Like dandelions in a spring lawn, credit card offers pop up everywhere–stuffing your mailbox, flashing on the Internet, even falling from the magazines in your doctor’s waiting room. And they all sound so attractive. “0% APR until next year!” “No fee if you transfer a balance now!” “Low fixed rate!” You’re thinking of applying for a card, but how do you decide which offer is best for you?

Credit cards can be useful in helping you monitor how much you spend, but they can also lead you to spend more than you can afford. Before accepting a credit card offer, evaluate it carefully by doing the following:

  • Read the terms and conditions closely
  • Know what the interest rate is and how it is calculated
  • Understand hidden fees such as late-payment charges and over-limit fees
  • Look for rewards and/or incentive programs that will be most beneficial to you

Contact the credit card issuer if you have questions about the language used in an offer. And if you are trying to decide between two or more credit card offers, be sure to evaluate them to determine which will work best for you.

Learn the lingo

In order to evaluate credit card offers, you’ll need to learn the language they use.
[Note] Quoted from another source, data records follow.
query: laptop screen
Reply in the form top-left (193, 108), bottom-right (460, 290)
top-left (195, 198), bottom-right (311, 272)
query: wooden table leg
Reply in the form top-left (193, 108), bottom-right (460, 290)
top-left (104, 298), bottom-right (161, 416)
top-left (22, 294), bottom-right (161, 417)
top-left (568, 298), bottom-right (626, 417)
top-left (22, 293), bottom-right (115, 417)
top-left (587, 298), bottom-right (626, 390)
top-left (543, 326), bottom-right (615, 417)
Here are some of the more important terms.

Annual percentage rate (APR): the cost of credit as indicated by a yearly (fixed or variable) interest rate. This rate and the periodic rate (the APR expressed as a daily or monthly factor) must be disclosed to you before you become obligated on the card.
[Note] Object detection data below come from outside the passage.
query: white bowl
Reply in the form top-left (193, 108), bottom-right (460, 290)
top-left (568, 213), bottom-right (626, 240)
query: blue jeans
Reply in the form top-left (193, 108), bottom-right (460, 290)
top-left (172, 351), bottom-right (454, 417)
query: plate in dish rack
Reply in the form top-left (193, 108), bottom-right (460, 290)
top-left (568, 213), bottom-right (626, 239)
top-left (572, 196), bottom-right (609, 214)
Balance computation method: the formula used to determine the outstanding balance on which you’re charged interest for the billing period.
Finance charge: the cost of credit for the billing cycle, expressed as a dollar amount and determined by multiplying the outstanding balance by the periodic rate.
Fees: charges (other than the finance charge) that may be levied against your account. Common examples include an annual fee, cash advance fees, balance transfer fees, late payment fees, and over-the-limit fees.
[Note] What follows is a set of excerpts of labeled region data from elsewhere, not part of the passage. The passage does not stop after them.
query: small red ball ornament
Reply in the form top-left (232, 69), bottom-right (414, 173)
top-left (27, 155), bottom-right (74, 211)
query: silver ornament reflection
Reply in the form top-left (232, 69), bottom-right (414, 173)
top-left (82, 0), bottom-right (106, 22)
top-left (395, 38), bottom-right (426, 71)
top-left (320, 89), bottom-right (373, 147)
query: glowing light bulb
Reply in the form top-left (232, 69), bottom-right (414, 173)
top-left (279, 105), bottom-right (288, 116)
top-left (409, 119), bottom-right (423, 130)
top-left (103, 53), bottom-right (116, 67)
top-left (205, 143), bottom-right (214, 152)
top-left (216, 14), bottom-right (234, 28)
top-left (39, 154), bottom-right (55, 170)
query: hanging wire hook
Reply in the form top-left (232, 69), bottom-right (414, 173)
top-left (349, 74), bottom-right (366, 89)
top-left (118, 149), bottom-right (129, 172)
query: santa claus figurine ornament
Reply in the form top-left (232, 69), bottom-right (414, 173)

Grace period: the length of time prior to your payment due date during which you may pay off your account without incurring any finance charge.

Bear in mind that your credit card use affects your credit score. Avoid overspending by setting a balance that you’re able to pay off fully each month. That way, you can safely build credit while being financially responsible. Take into account that missed payments of any sort can cause your credit score to suffer. In turn, this could make it more difficult and expensive to borrow money later.